Kendati sangat berat karena rasanya tidak adil, tapi itu merupakan cara terbaik yang saya ketahui. Saya beranggapan, tidak ada hal baik dan buruk di dunia ini yang abadi. Berdamai dengan diri sendiri adalah cara terbaik mengatasi sebuah permasalahan.


Saya menganalogikannya seperti ini. Didalam otak kita, ada beberapa ruang tempat menyimpan memori, termasuk yang buruk dan menyenangkan. Yang sering saya lakukan yakni membuka ruangan tempat menyimpan memori indah, karena hal itu dapat membuat saya mudah menjalani hidup. Namun, saya juga kadang-kadang membuka pintu tempat kenangan buruk tersimpan. Untuk apa? Sebagai pengingat jika saya terbentuk dari hal-hal yang baik dan buruk.


Yang pasti saya bukanlah seorang motivator atau pun problem solver. Cerita ini saya tulis setelah mendengar cuhatan dari seorang teman (November 2010) yang sampai berniat bunuh diri karena terus berada dalam lingkaran buruk masa lalunya. Ketika berada di rumah sakit, wanita yang berusia sebaya dengan saya ini mengatakan, trauma masa kecilnya sangat kuat sekali seolah menghantuinya setiap detik.
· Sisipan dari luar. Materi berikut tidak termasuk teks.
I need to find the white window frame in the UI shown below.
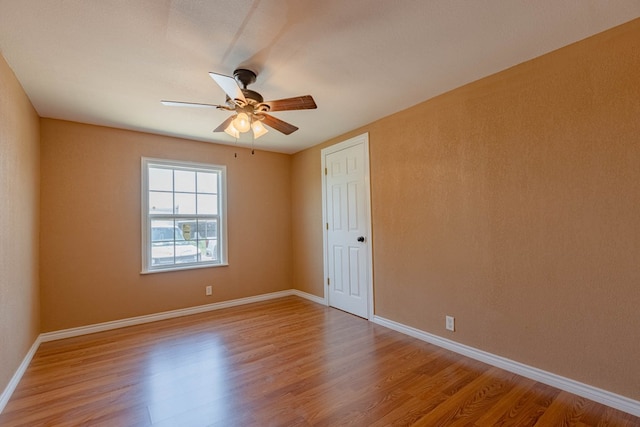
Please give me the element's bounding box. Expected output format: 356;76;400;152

Saya tidak akan menceritakan masalah apa yang dideritanya, karena tidak ingin menambah lukanya. Disamping itu, dia juga tidak mengetahui jika saya menulis berdasarkan pengalamannya, bukan untuk mengingatkan dia mengenai trauma yang dihadapinya, melainkan sebagai penyemangat.


Teman saya ini sudah beberapa kali berkonsultasi dengan psikiater. Namun, kadang-kadang hal itu tidak mampu untuk mengatasi masalahnya. Keluarga pun sudah memberi suport yang tak henti. Saya berharap, meskipun kontribusi saya cukup kecil, hanya lewat tulisan, juga turut andil dalam mengembalikan semangatnya menjalani kehidupan. Bukankah dunia ini tempat yang indah untuk tersenyum?